Compound Pharmaceuticals: A Surprising Effect on Military Budget?

Over the past several years, this blog has covered the under-reported but nevertheless widespread dangers associated with compound pharmacies.

A new published analysis suggests that compound pharmaceuticals may have cost the military’s Tricare program massively, creating a multi-billion dollar budget hole.

Compound pharmacies in theory sound excellent and effective. They merge multiple medicines to develop drugs that might not be available easily in commercial form. Unfortunately, the industry, due perhaps to lack of regulation, has been at the center of a serious investigation regarding improper marketing and pricing schemes.

Several years ago, private healthcare companies worked hard to eliminate or reduce this aggressive marketing, but military healthcare affiliates have just recently discovered that they have their own compound pharmacy problem. According to analysis, in 2010, the military spent $6.6 billion on pharmacy costs; only $23 million of that went to compound drugs. By 2015, the compound drug costs for Tricare (a military healthcare program) blossomed explosively to $1.7 billion. That constitutes a nearly thousand-fold increase in cost in just five years!

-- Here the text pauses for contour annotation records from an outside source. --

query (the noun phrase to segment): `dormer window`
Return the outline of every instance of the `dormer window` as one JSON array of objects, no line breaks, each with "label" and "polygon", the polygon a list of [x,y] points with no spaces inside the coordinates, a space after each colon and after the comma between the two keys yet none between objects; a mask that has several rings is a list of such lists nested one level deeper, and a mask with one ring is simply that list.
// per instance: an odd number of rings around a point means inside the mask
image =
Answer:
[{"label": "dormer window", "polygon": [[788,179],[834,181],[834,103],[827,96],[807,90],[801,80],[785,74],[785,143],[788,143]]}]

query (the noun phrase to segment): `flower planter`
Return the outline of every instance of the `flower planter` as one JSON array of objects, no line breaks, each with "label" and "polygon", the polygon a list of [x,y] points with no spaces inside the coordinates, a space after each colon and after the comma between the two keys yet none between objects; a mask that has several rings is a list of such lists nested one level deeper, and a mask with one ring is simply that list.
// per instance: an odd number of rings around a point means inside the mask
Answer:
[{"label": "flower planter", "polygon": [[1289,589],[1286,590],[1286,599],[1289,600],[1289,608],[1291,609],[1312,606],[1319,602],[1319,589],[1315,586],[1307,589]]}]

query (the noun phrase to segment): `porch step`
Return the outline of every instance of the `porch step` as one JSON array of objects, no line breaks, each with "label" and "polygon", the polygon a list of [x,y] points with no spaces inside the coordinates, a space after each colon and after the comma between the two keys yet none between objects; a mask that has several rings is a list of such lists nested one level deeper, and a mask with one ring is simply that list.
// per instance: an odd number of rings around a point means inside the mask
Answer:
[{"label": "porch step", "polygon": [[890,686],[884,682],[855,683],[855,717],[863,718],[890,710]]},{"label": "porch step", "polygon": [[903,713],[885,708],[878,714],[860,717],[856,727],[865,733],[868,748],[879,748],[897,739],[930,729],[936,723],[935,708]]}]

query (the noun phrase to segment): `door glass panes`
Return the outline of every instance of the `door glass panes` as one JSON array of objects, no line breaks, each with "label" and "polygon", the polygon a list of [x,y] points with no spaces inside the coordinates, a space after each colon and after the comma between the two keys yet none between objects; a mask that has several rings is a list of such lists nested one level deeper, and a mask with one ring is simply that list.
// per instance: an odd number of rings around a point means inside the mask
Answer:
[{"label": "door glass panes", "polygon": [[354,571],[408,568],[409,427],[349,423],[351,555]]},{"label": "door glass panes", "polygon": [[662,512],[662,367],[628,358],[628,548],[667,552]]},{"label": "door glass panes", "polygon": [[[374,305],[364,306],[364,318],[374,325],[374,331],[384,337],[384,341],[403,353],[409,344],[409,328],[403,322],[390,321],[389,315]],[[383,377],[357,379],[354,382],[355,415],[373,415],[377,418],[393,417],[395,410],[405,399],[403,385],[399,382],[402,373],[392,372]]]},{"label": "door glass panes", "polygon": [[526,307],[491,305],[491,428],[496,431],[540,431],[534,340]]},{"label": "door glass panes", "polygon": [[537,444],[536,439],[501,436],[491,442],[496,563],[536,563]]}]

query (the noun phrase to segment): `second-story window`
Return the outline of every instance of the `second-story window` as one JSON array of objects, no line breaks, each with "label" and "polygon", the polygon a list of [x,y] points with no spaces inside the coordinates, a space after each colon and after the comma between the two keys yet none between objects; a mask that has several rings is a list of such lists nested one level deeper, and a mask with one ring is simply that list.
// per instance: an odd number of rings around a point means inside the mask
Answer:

Deputy Assistant Secretary of Defense for Health Resource Management, Jon Rychalski said “it’s really unheard of to see this kind of a spike, and it threatens our program.” Noting that the average Tricare cost for compound drugs bumped from $192 to an astonishing $2,595, Rychalski observed that “unscrupulous people [are] out there taking advantage of this, heavily marketing in many different ways.”

Four defense committees in Congress are now well aware of these escalating drug costs — and obviously motivated to bring costs down to more reasonable levels — but policymakers still don’t know how, exactly, to get the Tricare budget under control.